Homeschool How to: Managing the kitchen

Some time ago, a friend was visiting for a play date in the afternoon with my kids.  As she spent the afternoon with me, I cleaned up the lunch dishes and began making dinner.  She commented, “You must feel like you never get out of the kitchen!  You have to make breakfast, lunch and dinner every day!”

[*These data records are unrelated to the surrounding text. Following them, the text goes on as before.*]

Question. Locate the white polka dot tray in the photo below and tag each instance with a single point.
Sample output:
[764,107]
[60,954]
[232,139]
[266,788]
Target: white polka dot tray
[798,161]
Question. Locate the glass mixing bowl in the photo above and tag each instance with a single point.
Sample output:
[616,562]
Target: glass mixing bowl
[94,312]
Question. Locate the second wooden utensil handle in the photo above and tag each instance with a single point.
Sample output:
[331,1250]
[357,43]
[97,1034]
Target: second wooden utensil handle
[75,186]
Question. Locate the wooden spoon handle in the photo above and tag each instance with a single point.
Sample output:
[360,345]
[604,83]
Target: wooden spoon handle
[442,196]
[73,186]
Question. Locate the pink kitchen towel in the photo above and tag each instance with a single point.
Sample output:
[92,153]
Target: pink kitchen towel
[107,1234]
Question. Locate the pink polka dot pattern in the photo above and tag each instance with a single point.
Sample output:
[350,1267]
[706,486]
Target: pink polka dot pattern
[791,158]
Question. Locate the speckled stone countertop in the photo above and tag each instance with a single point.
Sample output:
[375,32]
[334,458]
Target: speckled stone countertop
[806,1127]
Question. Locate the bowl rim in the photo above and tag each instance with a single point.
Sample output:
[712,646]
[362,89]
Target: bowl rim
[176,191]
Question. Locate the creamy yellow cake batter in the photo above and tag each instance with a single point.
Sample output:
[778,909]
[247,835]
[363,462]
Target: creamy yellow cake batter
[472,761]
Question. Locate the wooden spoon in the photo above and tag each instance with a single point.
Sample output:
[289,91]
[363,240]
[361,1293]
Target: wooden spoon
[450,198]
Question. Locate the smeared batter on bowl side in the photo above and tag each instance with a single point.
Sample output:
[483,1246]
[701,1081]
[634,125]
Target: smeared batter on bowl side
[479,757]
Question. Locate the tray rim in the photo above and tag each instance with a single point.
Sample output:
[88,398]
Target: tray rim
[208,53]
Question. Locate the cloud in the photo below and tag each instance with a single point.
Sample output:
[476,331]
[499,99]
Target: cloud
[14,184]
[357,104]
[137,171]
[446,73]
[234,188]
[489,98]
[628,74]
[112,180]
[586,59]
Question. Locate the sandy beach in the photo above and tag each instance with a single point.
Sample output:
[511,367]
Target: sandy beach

The truth is, when you are at home with the kids all day every day, sometimes the cooking does get to be a chore.  For me, it is not so much the cooking as the ideas that become a challenge.  I don’t want to feed my kids peanut butter and jelly sandwiches every day, although I don’t mind it once a week.  I want to include vegetables and fruits, and I want lunch to be fairly quick.  So coming up with ideas for lunch is an important part of my homeschool management.  This winter, we have been eating lots of soup for lunch.  When I make the soup, the kids can make cornbread muffins or potato rolls to go along with the soup if there is time, or we can toast a loaf of store-bought bread if there isn’t much time.  Soup, with bread and fruit beside it, is a quick, healthy lunch for my family.

This Sunday, Shandy took Max on his “date”, and since Daddy wasn’t home, that means everyone else gets leftovers for dinner!  Lucy and I took advantage of our lazy afternoon to make 3 different soups for our lunches this week.

(Sorry, Iphone pictures — Daddy had the good camera.)  From left to right, we made sweet potato coconut soup, spicy cauliflower soup, Thai fresh pea soup, and blueberry baked oatmeal for Monday morning breakfast.  I chose these recipes because they had relatively few ingredients, similar cooking times, and didn’t require too much intensive effort.  Multi-tasking on recipes is difficult enough.  If any one recipe is also difficult, then the multi-tasking doesn’t work very well.

We started with boiling the rice and spices for the fresh pea soup, and then Lucy helped out by cutting up the cauliflower while I sauteed the onion and carrot for the cauliflower soup.  Meanwhile, we cooked the sweet potato for the sweet potato soup.  The recipe  calls for a baked sweet potato, but when yams were on sale last month, I bought lots and we peeled, chopped and froze them.  So I just boiled one quart size bag of the sweet potatoes until they were soft.

Lucy helped keep track of where we were in each recipe, and we worked really hard to put the right spices in each one!  After all, Thai spices and Indian spices are quite different.

An important lesson Lucy learned during the cooking session is “mise en place”, having the spices prepared and measured before starting to cook.  This is especially important in doing more than one recipe at a time, or preparing a recipe with many different ingredients used in succession.  I usually don’t cook this way, but if I am making Indian food I always do this.


This cooking project took only about an hour and a half, we enjoyed good company, and are well prepared for the week ahead!  Hope enjoyed your weekend as well!

Sweet potato curry soup


2 sweet potatoes, baked or cooked completely

1 can coconut milk

2 teaspoons sweet yellow curry

2 teaspoons garam masala

1 cup water

1 teaspoon salt, to taste

Place all ingredients in blender and blend until smooth.  Taste for seasoning.  If I was making this for just adults, I would add a sprinkle of cayenne.  The soup may be refrigerated until ready to serve.  Heat thoroughly and serve with a dollop of plain yogurt.